Situa-se próximo da ribeira da Foupana, sendo por isso no limite do concelho, tendo como montes mais próximos os Balurcos, a que recorriam para o comércio e as crianças à escola, e as Cortes, Velha e Nova (antigas Cortes de S. Tomé), sendo vulgares os cruzamentos sanguíneos.

Em 1976 tinha oitenta e oito habitantes e no Censo de 1991 apresenta ainda quarenta, em vinte e oito edifícios. Em fins de 2004 devem rondar a dezena.

A pastorícia e a cerealicultura foram actividades fundamentais e temos conhecimento que a partir de 1771 os maiores manifestantes de gados eram Miguel Pereira e Manuel Vaz Colaço, que arrolavam gado bovino, caprino e ovino. (12)

Nos meados do século passado os palmeirenses começaram a arborização dos seus terrenos, principalmente com a plantação de amendoais e alfarrobais já que a oliveira por enxertia dos zambujeiros, é muitíssimo mais antiga.

Recentemente, Verão de 2004, um violento incêndio flagelou toda a zona, consumindo todo o arvoredo e mato, chegando mesmo a pôr em perigo a diminuta população.

O Presidente da Comissão Administrativa da Câmara Municipal de então (1932) propõe, que tendo sido aprovado pelo Governo da Ditadura Nacional, um decreto sobre o estabelecimento de postos (escolares) de ensino e sendo este concelho um dos de maior analfabetismo, que se requeresse ao Ministro da Instrução, a imediata criação de dez postos distribuídos por todo o concelho, devendo um deles situar-se neste monte. (13)
O pedido formulado não devia ter produzido os resultados desejados, já que idêntico é feito para este monte em 1935. (14)

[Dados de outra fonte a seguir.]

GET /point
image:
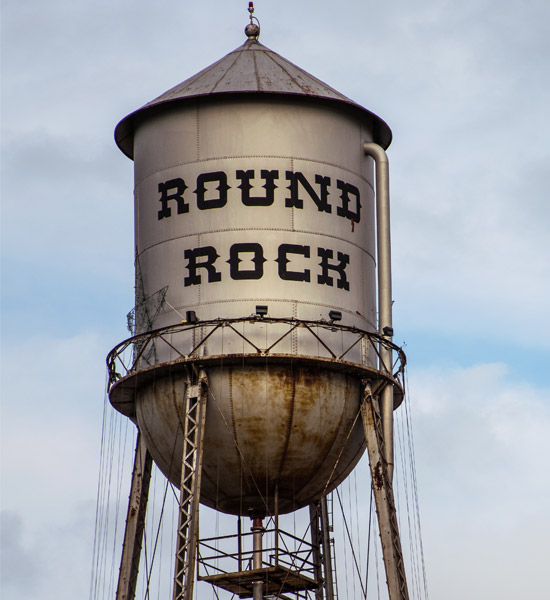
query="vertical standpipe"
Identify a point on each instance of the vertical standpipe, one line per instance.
(385, 326)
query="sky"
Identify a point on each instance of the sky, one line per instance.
(465, 87)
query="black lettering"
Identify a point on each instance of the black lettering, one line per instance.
(344, 211)
(258, 259)
(246, 186)
(204, 203)
(164, 188)
(324, 278)
(284, 273)
(295, 201)
(211, 256)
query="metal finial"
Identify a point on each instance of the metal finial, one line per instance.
(252, 30)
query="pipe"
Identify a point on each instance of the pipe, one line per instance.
(384, 288)
(258, 531)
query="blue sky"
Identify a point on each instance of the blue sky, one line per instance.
(464, 87)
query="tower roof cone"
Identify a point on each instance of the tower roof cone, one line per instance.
(250, 69)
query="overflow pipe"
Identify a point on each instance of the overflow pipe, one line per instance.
(383, 251)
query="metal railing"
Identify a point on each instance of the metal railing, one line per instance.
(282, 549)
(134, 354)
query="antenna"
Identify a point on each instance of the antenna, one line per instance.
(252, 30)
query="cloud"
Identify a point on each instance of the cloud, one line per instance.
(482, 442)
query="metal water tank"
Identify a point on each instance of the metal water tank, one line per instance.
(255, 261)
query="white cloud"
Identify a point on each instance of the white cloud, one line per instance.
(482, 443)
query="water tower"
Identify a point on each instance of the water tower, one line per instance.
(261, 364)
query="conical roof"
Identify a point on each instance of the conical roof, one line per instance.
(250, 69)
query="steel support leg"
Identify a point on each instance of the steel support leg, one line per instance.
(322, 549)
(326, 528)
(191, 469)
(135, 522)
(316, 545)
(383, 495)
(257, 557)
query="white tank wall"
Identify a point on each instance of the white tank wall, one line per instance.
(213, 137)
(295, 426)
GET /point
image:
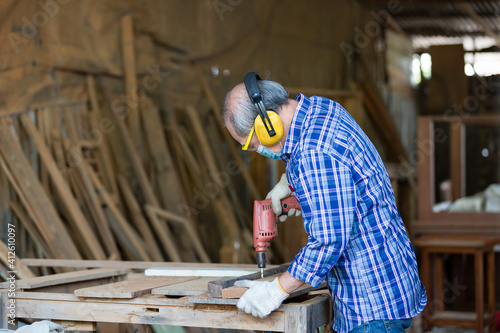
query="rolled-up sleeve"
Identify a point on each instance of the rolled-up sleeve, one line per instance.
(326, 192)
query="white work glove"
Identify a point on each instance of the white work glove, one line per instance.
(278, 193)
(261, 298)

O edifício escolar de uma só sala, veio a ser construído na década de setenta do século passado no monte Palma, em posição elevada e numa altura em que a desertificação já era um facto irreversível. Funcionou cerca de uma dezena de anos, se a memória não me falha

Em 1998 a Câmara Municipal manda-a pintar e electrificar, (10) desconhecendo eu a sua actual utilização.

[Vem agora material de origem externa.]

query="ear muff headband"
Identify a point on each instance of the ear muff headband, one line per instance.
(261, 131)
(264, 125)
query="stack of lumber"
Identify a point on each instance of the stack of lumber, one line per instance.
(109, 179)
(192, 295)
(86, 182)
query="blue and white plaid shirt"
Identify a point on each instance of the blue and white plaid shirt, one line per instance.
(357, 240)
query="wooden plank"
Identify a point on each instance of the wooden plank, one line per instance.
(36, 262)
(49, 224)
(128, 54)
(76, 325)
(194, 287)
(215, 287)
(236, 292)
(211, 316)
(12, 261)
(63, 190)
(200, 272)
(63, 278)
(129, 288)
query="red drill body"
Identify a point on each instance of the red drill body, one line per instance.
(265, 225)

Recuando mais no tempo, é-nos possível dizer que em sessão de Câmara realizada na Capela de Nª Sª da Conceição e que para o efeito foram convidados os principais cidadãos da freguesia, a Palmeira fez-se representar por Manuel Dias. Foi nesta reunião deliberado por unanimidade construir um cemitério na vila (o actual), obras que se iniciaram em 1844. (15)

A quando dos trabalhos de construção da primeira estrada do concelho que ligava a vila à aldeia de Pereiro, ocorreu pelas seis horas da manhã do dia 11 de Julho de 1878, próximo da eira do Garrocho, um desabamento de terras que soterrou nove trabalhadores, dos quais quatro foram retirados já sem vida, três mutilados e dois contusos.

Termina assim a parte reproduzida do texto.